FRANKFURT -- Europe's economies reel from geopolitical earthquakes, with the ECB charting how Ukraine's war and trade wars inflict asymmetric damage across the bloc. Bruegel's report for finance ministers details a grim decade: decay of international norms, economic bullying from Washington and Beijing, and Moscow's invasions. These forces demand a recalibrated EU model.
Uneven shocks hit hardest in energy-dependent states, amplifying inflation and stalling recovery. The ECB stresses understanding these dynamics to safeguard price stability and purchasing power. Central bankers now prioritize geopolitical risk in monetary policy, a stark departure from pre-war orthodoxy.

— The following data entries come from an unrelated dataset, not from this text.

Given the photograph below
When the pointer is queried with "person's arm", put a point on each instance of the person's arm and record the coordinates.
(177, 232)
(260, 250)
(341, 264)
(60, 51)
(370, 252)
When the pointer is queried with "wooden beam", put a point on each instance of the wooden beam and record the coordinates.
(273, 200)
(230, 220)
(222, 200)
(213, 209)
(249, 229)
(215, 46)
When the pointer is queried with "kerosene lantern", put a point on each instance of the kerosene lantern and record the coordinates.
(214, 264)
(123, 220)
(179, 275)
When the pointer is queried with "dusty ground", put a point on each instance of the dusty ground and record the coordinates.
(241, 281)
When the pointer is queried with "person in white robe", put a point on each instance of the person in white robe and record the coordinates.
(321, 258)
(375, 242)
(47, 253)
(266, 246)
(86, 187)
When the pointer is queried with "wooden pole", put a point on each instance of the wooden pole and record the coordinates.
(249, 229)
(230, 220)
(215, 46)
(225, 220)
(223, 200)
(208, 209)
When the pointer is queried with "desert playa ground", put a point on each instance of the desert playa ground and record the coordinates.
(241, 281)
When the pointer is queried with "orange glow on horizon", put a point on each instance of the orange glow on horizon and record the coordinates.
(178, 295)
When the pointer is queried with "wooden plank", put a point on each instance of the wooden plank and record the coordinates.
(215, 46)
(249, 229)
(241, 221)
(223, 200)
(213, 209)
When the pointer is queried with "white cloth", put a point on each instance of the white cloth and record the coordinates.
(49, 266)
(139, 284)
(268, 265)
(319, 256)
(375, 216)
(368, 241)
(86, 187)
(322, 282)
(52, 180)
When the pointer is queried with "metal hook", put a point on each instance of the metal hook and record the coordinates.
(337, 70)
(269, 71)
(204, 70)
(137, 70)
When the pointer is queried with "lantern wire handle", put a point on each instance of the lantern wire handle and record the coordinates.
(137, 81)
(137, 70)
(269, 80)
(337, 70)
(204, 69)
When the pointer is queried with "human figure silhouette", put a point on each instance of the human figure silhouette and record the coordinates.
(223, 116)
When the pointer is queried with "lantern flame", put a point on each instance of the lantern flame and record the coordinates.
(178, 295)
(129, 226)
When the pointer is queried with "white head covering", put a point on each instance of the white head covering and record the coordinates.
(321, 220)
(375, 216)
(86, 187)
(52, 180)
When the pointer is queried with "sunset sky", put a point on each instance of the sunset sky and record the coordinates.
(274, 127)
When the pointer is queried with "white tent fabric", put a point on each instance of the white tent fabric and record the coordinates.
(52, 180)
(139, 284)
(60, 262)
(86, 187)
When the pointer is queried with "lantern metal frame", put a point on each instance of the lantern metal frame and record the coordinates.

Finance ministers in Copenhagen confronted these realities, with papers forecasting prolonged volatility. Europe's single market offers buffers, but vulnerabilities persist in supply chains and tech reliance. Calls grow for 'strategic autonomy' to shield against coercion.
Economic statecraft emerges as the response: tariffs, subsidies, and alliances to counter rivals. Yet balancing openness with protectionism tests EU unity. Projections to 2030 paint a multipolar world where Europe's adaptability decides prosperity.
As leaders weigh fiscal tools, the uneven toll underscores urgency. Without bold reforms, geopolitical headwinds could entrench divergence, undermining the eurozone's core.